Летом 1937-го Успенского вызвали в Москву. В кабинете секретаря Ежова, всемогущего Дейча
, его уже ждал Курский. Прямо с Лубянки поехали на квартиру к Курскому. Посидели, выпили.
– С наркомом я обо всем договорился, – торжествующе сказал Курский. – Поедешь на самостоятельную работу в Оренбург. Ежов подбирает свою команду, и я за тебя поручился. Понимаешь?
Конечно, Успенский понимал. Поэтому за здоровье Курского он пил с особым чувством. Жизнь начинала казаться ему все лучше и лучше, но на всякий случай он честно спросил:
– А наркома не смущает то, что я был близок с Ягодой?
– Не бойся Николай Иваныча. Ты же видишь – он многих ягодинцев (Успенский внутренне отметил: звучит почти как «якобинцев») оставил на работе, а кое-кого даже продвигает.

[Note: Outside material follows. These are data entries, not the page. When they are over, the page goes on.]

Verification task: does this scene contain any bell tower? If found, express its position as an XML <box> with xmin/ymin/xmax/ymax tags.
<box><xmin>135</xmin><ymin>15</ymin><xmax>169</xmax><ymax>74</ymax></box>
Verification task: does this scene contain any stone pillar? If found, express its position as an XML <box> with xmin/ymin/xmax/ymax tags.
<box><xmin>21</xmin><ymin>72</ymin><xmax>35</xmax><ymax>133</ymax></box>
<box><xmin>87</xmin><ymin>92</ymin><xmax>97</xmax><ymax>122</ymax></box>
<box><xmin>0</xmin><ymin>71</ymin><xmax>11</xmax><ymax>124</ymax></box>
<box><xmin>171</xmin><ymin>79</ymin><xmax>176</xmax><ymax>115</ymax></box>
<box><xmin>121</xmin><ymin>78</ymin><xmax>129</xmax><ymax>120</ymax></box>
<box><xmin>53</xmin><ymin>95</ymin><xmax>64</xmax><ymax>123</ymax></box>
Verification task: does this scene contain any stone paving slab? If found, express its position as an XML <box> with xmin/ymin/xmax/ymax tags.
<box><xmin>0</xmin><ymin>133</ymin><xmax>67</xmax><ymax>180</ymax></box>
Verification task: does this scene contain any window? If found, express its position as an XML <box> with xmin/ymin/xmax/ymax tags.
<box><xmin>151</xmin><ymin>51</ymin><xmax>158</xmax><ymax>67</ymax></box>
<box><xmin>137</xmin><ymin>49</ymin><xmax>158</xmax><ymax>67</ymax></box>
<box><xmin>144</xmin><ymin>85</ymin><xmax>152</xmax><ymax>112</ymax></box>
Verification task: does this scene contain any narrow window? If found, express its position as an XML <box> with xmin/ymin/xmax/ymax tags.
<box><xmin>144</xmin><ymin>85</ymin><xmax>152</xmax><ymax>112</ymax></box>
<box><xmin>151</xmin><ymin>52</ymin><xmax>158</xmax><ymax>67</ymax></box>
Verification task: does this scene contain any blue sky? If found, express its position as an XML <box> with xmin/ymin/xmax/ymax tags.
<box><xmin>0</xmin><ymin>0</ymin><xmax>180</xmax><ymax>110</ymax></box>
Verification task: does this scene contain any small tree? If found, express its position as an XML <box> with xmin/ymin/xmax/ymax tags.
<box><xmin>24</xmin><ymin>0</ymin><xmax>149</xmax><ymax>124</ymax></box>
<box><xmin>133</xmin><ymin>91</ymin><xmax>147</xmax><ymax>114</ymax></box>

Главное, хорошо работай.
Больше Успенский своего «крестного отца» никогда не видел – в 1937-м «не страшащийся Ежова» начальник СПО НКВД Курский пустил себе пулю в висок. Он знал, что той же ночью за ним должны прийти…
Но о судьбе Курского Успенский старался тогда не думать. Жизнь шла в гору. У начальства был он на хорошем счету. В Оренбургской области почистил так много народу, что заслужил публичную похвалу самого Ежова. В июле 1937-го на банкете в квартире у Реденса
нарком, изрядно приняв на грудь, – о слабостях Ежова на Лубянке знали все, да и много ли ему, карлику, было надо, – начал громогласно расхваливать начальника Оренбургского УНКВД.
– Учитесь у Успенского, – почти кричал Ежов, – вот что значит хороший работник. И мужик он тоже хороший – настоящий чекист, не чета всяким нюням. Вот вы, – он оглядел притихших за столом комиссаров, – побаиваетесь каких-то никчемных секретарей обкома. Хера! Мы – это все. Мы – это власть.
– А ты, Успенский, не боись, – снова обратился Ежов к Успенскому, – я тебя не обижу. Скоро пойдешь на новую работу.
Ясное дело, после таких слов сердце у Успенского пело, а руки чесались. Надо было показать, что Ежов в нем не ошибается. Репрессии в Оренбурге пошли постахановски. Т а к, что даже в ЦК на это обратили внимание. Осенью Успенского вызвали лично к Сталину.
Не без опаски входил он в Кремль – такой знакомый и такой чужой. Чем закончится разговор с вождем? В Центре предупредили: ЦК недоволен. Говорят, будто он сознательно истребляет партийные кадры.
… Сталин смотрел не мигая, как удав, точно гипнотизировал:
– А скажите нам, Успенский, враг народа Ягода не завербовал ли вас?
В горле сразу же пересохло. Откуда-то со стороны он услышал свой голос – хриплый, ломающийся:
– Товарищ Сталин, клянусь вам, я чист перед партией и вами. Я всегда был честным человеком.
Вождь прищурился:
– И что, никакой связи с Ягодой не было?
– Что вы, товарищ Сталин. Ягода, наоборот, травил меня. Он, наверное, понял, что я не буду выполнять его шпионские поручения. Сослал в Сибирь.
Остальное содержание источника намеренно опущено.